In his 1909 book “With Porter in North Missouri” author Joseph A. Mudd says Beck was not the messenger. According to his account, Louisiana rebel Samuel Minor was standing by Beck when the farmer was gunned down. In any event, Purse wasn’t about to surrender.
“Can’t comply with your request,” the Union commander wrote back. “Your men should have respected your own messenger.”
The two sides exchanged fire for about 15 more minutes before the Confederates inexplicably retreated. Union backers used what should have been an easy rebel win to light the fires of passion for their cause.
“Brave men that fought and fell at Ashley – the grass that springs upon your freshly sodded graves shall not fade until the last vestige of treason is swept from North Missouri,” the Journal promised.
Casualties and aftermath
Accounts vary, but it appears the Battle of Ashley led to seven deaths on the two sides.
A contingent of about 30 Union militia and local residents held off an estimated 125 to 150 Confederates on Aug. 28, 1862. The rebels were after guns stored at an arsenal in the Pike County town.
“Just what the casualties were is not fully known,” according to “The History of Pike County, Missouri” from 1883. “Pools of blood in the woods back of Ashley indicated that others were seriously wounded, a number of whom were reported to have died soon after.”
Two rebels – 25-year-old Lincoln County resident Davis Whiteside and William Friedly of St. Charles County – died of wounds on Aug. 29. David Blue of Ralls County passed more than a week later after taking a bullet to the stomach.
The Pike County history book identifies the final victim only as a “Mr. Wosham,” who was “killed by a ball carrying away part of the skull.”
The Journal says Confederates shot 23-year-old Union soldier George Washington Trower as they left Ashley. However, another account says secessionist Ashley residents ambushed Trower and killed him.

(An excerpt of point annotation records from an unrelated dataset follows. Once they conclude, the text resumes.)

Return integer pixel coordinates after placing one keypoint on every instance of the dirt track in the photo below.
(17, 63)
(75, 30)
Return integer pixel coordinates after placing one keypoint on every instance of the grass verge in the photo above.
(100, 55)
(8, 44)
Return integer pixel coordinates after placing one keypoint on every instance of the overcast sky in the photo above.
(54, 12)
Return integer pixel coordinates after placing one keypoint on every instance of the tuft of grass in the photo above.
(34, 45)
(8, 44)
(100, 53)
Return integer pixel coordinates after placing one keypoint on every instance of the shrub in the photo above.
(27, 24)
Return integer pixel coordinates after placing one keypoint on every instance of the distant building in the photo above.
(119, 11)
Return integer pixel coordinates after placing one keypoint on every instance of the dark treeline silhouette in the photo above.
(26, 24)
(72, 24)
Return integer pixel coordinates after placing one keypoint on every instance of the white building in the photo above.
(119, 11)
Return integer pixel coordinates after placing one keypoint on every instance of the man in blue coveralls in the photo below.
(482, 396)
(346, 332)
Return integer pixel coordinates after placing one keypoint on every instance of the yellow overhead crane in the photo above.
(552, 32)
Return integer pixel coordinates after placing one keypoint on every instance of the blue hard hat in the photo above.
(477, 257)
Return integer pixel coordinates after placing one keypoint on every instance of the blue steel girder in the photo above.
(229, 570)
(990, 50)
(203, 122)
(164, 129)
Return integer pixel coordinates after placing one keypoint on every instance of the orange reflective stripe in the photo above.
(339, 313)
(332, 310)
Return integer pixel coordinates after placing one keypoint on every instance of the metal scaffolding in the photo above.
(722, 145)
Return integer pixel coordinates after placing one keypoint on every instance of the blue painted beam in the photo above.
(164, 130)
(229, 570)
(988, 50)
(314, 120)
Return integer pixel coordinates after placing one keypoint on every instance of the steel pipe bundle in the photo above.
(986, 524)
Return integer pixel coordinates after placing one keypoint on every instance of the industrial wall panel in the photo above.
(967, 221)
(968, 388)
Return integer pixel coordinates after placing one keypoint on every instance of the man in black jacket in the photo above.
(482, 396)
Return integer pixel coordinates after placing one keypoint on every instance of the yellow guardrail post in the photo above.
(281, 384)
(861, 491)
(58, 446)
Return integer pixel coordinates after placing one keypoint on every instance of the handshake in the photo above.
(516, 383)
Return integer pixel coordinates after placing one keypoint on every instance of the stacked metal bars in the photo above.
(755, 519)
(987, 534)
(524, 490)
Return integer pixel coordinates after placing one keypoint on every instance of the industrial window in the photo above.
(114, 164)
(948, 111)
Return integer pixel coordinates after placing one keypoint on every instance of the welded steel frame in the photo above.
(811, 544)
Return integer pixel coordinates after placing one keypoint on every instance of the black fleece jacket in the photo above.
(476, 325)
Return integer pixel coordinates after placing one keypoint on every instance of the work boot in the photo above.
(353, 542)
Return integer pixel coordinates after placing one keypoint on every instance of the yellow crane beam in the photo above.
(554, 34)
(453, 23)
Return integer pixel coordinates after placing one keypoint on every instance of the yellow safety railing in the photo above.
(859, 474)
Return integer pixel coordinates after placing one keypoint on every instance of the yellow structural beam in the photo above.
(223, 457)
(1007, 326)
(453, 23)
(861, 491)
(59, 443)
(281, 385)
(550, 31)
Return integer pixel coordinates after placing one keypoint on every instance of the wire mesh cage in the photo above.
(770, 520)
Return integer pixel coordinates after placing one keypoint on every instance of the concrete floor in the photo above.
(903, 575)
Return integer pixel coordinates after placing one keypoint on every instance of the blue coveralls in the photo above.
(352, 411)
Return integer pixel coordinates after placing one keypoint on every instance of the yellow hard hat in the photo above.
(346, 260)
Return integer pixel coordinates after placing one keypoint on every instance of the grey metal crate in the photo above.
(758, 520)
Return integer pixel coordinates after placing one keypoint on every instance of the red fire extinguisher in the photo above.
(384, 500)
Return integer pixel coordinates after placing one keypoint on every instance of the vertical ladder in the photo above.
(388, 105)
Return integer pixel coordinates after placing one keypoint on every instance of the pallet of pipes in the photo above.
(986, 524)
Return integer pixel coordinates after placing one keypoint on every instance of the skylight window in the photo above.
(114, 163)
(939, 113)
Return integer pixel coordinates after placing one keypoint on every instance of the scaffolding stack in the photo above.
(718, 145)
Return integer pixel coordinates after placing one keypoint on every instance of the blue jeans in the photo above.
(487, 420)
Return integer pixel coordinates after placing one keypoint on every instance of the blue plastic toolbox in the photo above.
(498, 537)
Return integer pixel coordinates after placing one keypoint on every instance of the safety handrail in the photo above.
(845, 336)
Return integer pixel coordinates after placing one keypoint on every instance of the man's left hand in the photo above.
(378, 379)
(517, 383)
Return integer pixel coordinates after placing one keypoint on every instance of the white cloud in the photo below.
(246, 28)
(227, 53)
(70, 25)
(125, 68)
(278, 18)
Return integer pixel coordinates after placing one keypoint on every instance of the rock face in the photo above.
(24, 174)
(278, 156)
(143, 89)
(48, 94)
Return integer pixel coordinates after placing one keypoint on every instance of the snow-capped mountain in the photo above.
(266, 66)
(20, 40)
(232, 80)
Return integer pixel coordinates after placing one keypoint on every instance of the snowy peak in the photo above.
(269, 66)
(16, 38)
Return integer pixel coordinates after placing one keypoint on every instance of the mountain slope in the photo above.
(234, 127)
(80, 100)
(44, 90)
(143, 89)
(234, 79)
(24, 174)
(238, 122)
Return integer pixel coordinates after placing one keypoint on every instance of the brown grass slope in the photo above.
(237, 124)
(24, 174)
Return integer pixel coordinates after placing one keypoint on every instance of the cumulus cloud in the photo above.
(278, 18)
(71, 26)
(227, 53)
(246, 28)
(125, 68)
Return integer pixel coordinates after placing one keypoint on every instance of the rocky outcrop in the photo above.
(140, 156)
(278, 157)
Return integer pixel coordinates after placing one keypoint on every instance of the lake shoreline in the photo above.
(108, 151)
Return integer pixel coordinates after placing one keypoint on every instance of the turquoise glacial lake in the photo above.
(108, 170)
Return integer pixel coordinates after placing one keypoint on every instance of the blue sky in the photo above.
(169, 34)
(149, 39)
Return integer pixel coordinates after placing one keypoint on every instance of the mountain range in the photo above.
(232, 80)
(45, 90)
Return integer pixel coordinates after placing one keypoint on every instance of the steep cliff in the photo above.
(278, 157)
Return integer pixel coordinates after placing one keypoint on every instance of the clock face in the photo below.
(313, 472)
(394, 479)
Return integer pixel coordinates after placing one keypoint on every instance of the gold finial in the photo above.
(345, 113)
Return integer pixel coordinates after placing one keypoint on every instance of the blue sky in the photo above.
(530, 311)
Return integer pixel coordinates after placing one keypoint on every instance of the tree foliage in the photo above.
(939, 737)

A 28-year-old brother, Robert Trower, was wounded during the battle. Two other siblings, Henry and James Trower, performed wartime duties for the Union. George Trower is buried in Smyrna Church Cemetery between New Hartford and Middletown.
James Venable is noted by the Journal as the second Union casualty, dying on Aug. 29 of his wounds. The newspaper lists the other Union wounded as McCormick, Ambrose VanArsdale, John Kiser, Samuel and Crede Grimmett, Jonathan Mayberry, Joseph Orr and H.M Reid.
Fallout from the Battle of Ashley would continue for weeks, and atrocities were committed by both sides.
Purse declared that “the brush around is swarming” with rebels. A Union patrol sent from Ashley came across suspected Confederate scout Peter Parsons.
“Parsons refused to tell where his gang was secreted and his captors promptly shot him,” the Journal reported.
Union loyalists held a meeting at Bowling Green on Sept. 1. Missouri U.S. Sen. John Brooks Henderson of Louisiana and Illinois U.S. Sen. Orville Browning of Quincy attended.
Henderson said “selfish demagogues” had started the “unnecessary rebellion” without justification and “should receive the condemnation of every patriot in the land.” He also called guerilla warfare that had resulted in the Battle of Ashley a “disgrace to the civilization of the age.”
“They have destroyed our property and taken the lives of our people, and Missourians owe it to their own honor to drive these plunderers from the state,” Henderson said.
Judge Fagg gave credit to the Union militia for preventing rebels from seizing the arsenal.
“It was doubtless true that this regiment was largely instrumental in preserving the property and even the lives of the people of this section,” he said.
The Journal didn’t hold back, either.
“Take it all in all, the affair turned out most disastrously to the rebel rascals who ventured to make a raid on the ‘sacred soil’ of Old Pike,” the paper proclaimed.